G-d: "Things happened..."

 

Joan:  Where?  When??? (With a sarcastic chuckle) 

 

G-d:  "Why are you doubting me?"

 

Joan:  "Before when you would tell me what to do, maybe I’d screw up and stuff, but by the end I would see something." 

 

G-d: "So you think you had no effect?"

 

Joan:  "Yeah..." (With a duh… tone of voice)

 

G-d:  "Ahhh...   You remember Emily Dickinson?" 

 

Joan:  "Yeah, you can sing all of her poems to Yellow Rose of Texas" (as she breaks into a two line example)

 

G-d:  "Huh...?" (As G-d looks at her with a hmm/huh kinda look, and then begins to read her the following Emily Dickinson poem)

 

 


Faith --is the Pierless Bridge

Supporting what We see

Unto the scene that We do not--

Too slender for the eye

 

It bears the Soul as bold

As it were rocked in Steel

With Arms of Steel at either side--

It joins --behind the Veil

 

To what, could We presume

The Bridge would cease to be

To Our far, vacillating Feet

A first Necessity. 

 

 

Joan:  "I don’t think that goes with yellow rose of Texas..." (She says wryly)

 

G-d:  "Seeing the results of your actions is not important…only the actions are… like a recluse who wrote poems she never never published and here they are touching people 100 years later."  (God hands her the book and Joan looks at the book, looks inwardly, pensive, questioning pressing against a desire to understand.)

 

Your work is out there Joanie; you just gotta have faith…

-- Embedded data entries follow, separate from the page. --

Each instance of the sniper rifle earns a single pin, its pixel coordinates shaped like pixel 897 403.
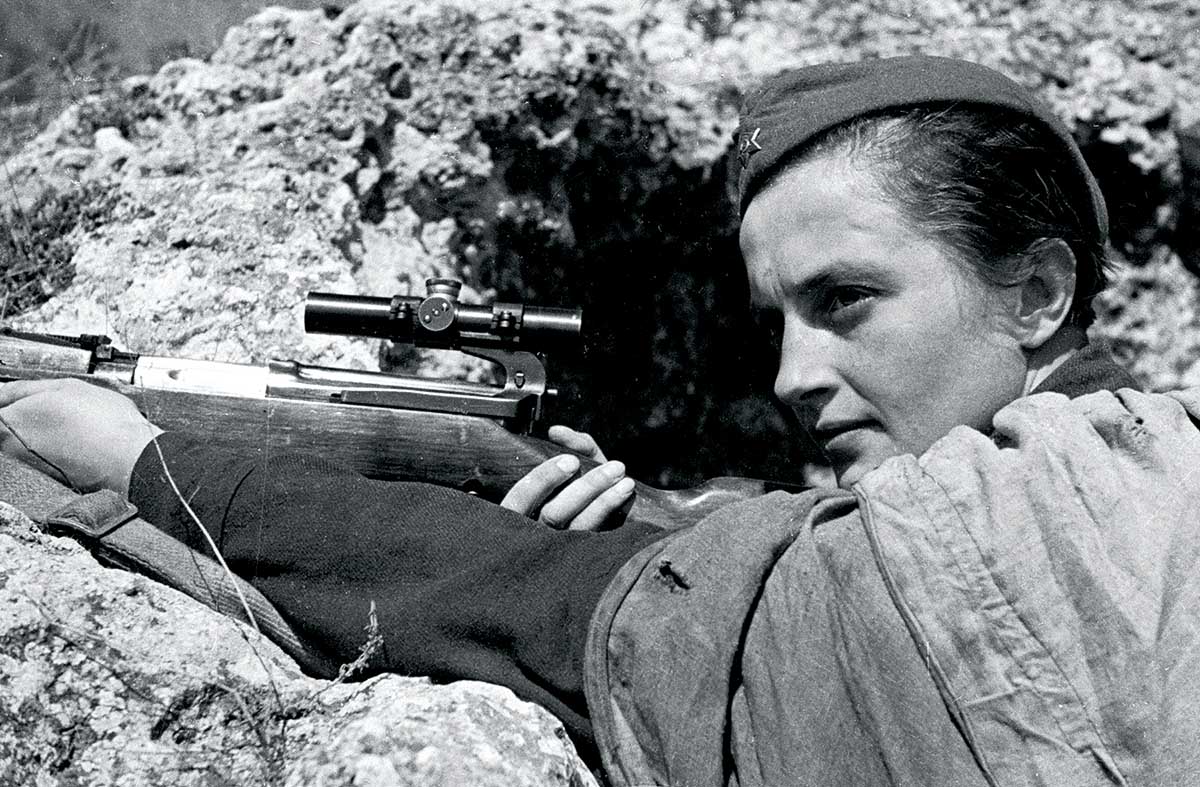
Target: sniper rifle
pixel 468 436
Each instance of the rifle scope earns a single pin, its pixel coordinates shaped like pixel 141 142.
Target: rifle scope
pixel 439 320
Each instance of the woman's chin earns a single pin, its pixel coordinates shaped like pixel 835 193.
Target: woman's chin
pixel 851 469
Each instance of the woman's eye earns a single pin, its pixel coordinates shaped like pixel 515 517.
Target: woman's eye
pixel 840 299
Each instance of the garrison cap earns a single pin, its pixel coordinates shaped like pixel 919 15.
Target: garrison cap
pixel 795 107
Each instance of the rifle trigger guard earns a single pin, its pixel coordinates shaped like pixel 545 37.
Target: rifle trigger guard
pixel 523 373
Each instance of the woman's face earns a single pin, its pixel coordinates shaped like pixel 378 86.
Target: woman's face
pixel 887 342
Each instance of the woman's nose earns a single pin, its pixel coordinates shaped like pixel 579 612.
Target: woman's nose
pixel 807 366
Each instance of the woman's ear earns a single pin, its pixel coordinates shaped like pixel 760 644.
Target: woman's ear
pixel 1045 295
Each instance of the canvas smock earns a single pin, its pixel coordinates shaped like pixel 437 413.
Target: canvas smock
pixel 1015 608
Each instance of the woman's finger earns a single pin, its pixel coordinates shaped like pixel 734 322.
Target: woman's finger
pixel 570 502
pixel 539 484
pixel 604 506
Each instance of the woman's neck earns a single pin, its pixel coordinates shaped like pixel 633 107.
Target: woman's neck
pixel 1045 359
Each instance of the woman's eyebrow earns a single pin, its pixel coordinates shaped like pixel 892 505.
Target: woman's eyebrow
pixel 839 271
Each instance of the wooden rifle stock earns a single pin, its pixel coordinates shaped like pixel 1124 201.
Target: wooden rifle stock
pixel 469 452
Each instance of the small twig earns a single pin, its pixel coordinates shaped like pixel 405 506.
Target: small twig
pixel 208 538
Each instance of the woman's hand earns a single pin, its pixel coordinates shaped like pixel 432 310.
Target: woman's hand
pixel 84 436
pixel 585 503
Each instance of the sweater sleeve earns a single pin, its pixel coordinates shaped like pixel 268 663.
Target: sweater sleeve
pixel 463 589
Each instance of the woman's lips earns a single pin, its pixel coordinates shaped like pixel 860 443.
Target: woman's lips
pixel 841 438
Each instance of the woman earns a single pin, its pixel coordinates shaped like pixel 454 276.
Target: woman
pixel 929 238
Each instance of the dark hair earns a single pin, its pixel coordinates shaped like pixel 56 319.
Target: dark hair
pixel 985 182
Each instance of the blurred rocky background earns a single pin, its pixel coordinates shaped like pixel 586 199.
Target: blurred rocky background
pixel 178 174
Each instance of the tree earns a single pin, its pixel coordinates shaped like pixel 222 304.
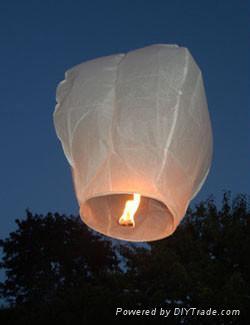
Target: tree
pixel 59 270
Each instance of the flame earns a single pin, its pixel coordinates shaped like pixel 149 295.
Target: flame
pixel 127 218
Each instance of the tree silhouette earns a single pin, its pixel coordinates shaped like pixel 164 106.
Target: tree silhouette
pixel 59 270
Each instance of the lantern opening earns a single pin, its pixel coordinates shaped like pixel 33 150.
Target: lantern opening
pixel 108 215
pixel 127 218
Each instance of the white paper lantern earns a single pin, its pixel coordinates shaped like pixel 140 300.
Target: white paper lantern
pixel 135 123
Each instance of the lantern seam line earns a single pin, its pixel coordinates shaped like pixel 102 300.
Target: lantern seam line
pixel 176 110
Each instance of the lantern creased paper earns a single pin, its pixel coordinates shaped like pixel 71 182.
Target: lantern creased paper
pixel 135 123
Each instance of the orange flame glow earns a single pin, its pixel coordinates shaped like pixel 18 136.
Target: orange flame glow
pixel 127 218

(God says tenderly and quietly, as he meets her eyes.) 

 

 

Seeing with God’s eyes.  That’s what Joan was finally able to do Friday night.  She saw the faces of people whose lives she had made better:

A truant high school student who connected with the art teacher.

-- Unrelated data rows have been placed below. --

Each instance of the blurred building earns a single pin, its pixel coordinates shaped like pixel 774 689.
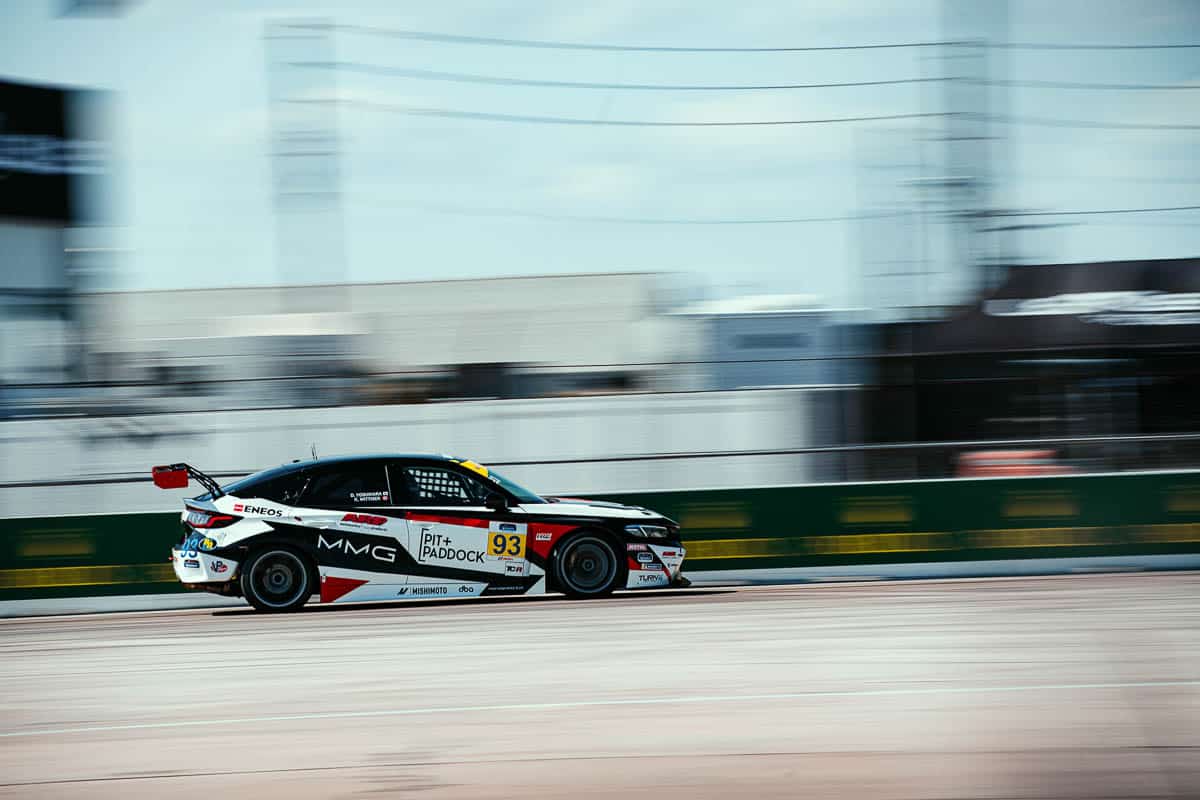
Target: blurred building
pixel 53 162
pixel 397 342
pixel 1062 352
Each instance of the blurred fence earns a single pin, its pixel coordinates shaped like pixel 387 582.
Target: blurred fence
pixel 793 525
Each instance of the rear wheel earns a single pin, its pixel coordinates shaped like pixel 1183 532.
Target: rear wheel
pixel 277 579
pixel 587 566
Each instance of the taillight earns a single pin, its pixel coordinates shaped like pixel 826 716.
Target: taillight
pixel 202 519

The teacher who had doubted her impact, but now could see a future.

The lessened loneliness of others.

 

            In benign ways Joan had trusted in God enough to act in God’s way.  She couldn’t always see the good or the end result.  But this young, superficial teenage girl would join young immature David as one of God’s chosen people.  Each was given the gift of seeing “with God’s eyes.”  So may we.